The Versatile Turbofan Aircraft That Dominated During The Southeast Asia War

The A-7 Corsair II was first delivered to the United States Air Force in 1968 and continued to serve until after the first Gulf War. It first saw combat directly in the middle of the Vietnam War and the greater Southeast Asia War where it was used extensively as a ground attack jet, rescue mission defender, and even a fighter jet if the need arose. A total of 535 A-7s across all variations were produced with 459 planes delivered to the U.S.A.F. and the remaining aircraft seeing service with the U.S. Navy.

In Southeast Asia, Corsair IIs of the 354th Tactical Fighter Wing launched out of Korat Royal Thai Air Force Base in Thailand made their name known to enemy forces.
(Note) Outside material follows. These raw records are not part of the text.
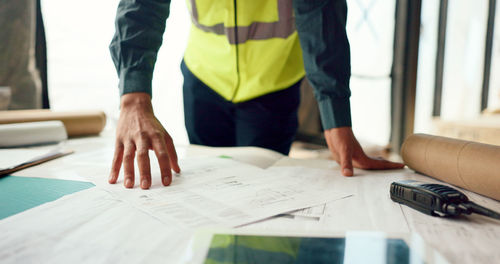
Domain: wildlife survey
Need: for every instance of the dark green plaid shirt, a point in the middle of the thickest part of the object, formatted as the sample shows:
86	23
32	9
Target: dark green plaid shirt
320	24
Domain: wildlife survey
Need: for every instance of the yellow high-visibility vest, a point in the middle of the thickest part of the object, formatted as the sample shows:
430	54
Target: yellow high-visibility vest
244	49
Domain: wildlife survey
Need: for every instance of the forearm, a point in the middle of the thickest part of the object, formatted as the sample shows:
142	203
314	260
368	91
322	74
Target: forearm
140	25
321	28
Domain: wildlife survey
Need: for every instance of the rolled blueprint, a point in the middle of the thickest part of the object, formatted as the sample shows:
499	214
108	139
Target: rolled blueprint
31	133
77	123
470	165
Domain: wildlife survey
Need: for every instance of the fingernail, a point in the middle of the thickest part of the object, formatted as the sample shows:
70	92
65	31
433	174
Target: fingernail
128	183
144	184
165	181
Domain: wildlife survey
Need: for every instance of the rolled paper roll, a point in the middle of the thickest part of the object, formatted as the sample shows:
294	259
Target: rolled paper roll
32	133
77	123
470	165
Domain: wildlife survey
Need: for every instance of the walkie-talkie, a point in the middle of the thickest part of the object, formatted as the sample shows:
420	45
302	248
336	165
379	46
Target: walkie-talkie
436	199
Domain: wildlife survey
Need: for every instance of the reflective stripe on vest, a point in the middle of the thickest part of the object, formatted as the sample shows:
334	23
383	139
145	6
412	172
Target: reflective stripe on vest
244	49
282	28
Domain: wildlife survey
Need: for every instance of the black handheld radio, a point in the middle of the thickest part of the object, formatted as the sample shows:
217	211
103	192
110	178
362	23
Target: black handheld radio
436	199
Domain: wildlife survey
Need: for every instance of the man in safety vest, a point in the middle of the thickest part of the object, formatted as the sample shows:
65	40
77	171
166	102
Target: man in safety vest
242	70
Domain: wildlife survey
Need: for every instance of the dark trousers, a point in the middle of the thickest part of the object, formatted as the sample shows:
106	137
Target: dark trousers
269	121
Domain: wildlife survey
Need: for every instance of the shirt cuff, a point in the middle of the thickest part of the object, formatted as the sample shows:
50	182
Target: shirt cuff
335	113
132	81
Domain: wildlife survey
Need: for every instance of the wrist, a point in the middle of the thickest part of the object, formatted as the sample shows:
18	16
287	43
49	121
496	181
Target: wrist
136	101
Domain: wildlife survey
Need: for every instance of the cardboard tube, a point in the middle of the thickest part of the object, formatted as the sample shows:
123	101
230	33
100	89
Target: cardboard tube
470	165
77	123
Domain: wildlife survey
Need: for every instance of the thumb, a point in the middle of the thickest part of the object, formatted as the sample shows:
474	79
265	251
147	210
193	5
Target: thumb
345	154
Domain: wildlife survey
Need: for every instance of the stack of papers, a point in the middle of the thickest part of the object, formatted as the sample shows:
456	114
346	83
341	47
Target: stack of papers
222	192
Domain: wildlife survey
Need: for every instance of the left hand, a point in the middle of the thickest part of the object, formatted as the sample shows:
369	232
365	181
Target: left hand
347	151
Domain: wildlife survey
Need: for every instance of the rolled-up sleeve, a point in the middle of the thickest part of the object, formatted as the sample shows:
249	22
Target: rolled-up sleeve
325	47
140	25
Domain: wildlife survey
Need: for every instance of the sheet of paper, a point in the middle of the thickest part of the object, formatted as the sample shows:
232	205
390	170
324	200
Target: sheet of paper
21	193
90	227
15	156
223	192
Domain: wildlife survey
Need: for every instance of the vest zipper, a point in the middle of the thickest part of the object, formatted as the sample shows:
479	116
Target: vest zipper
237	52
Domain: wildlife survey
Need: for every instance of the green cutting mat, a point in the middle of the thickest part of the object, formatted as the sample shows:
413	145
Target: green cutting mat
18	194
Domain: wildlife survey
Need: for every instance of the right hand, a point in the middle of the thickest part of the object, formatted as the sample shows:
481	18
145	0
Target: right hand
138	131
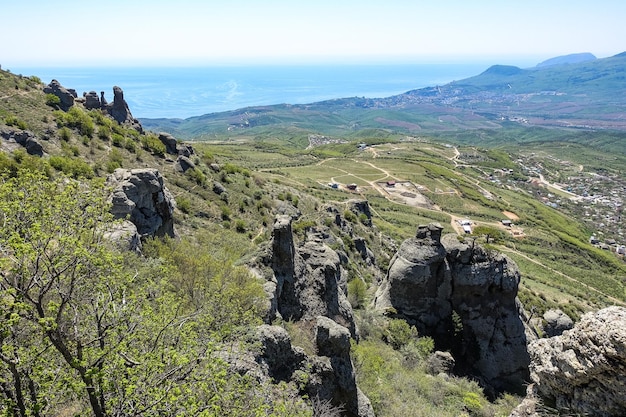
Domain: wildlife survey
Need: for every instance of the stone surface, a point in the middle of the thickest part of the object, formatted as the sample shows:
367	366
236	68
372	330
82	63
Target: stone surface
24	138
92	101
465	298
120	112
310	281
583	371
125	236
183	164
141	196
66	97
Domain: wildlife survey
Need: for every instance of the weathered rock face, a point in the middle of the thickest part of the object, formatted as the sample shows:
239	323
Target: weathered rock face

For armament, the A-7 was equipped with an M61A1 "Vulcan" 20mm rotary cannon and 15,000 of whatever ordnance the Air Force or the Navy could strap to its wings or fit into the bomb bays. The powerplant was a single Allison TF41 turbofan engine that produced 14,250 pounds of thrust. According to the U.S. Navy, A-7s were used extensively in Operation Linebacker which focused bombing raids on both the Vietnamese city of Hanoi and other targets in Southeast Asia.

Serving across multiple theaters of combat

An A-7 Corsair II, flown by the late Major Colin A. Clarke on November 18, 1972, assisted in the rescue of two stranded Air Force personnel in Vietnam. Major Clarke was able to weave through incoming enemy fire from the ground and direct crews to the location of the airmen. The Corsair II's offensive capabilities allowed it to not only ensure the safety of the rescue crew and subsequently the two airmen, but it was also able to knock enemy forces out of the fight. For his efforts, Major Clarke was awarded an Air Force Cross. That specific aircraft is on display at the National Museum of the Air Force. 

When hostilities ceased in Southeast Asia, the A-7 saw continued service in the Air National Guard of several states and Puerto Rico. Additionally, Corsair II fought in Panama and was part of the initial wave of bombing against Saddam Hussein's forces in Baghdad during the very first night of the first Gulf War.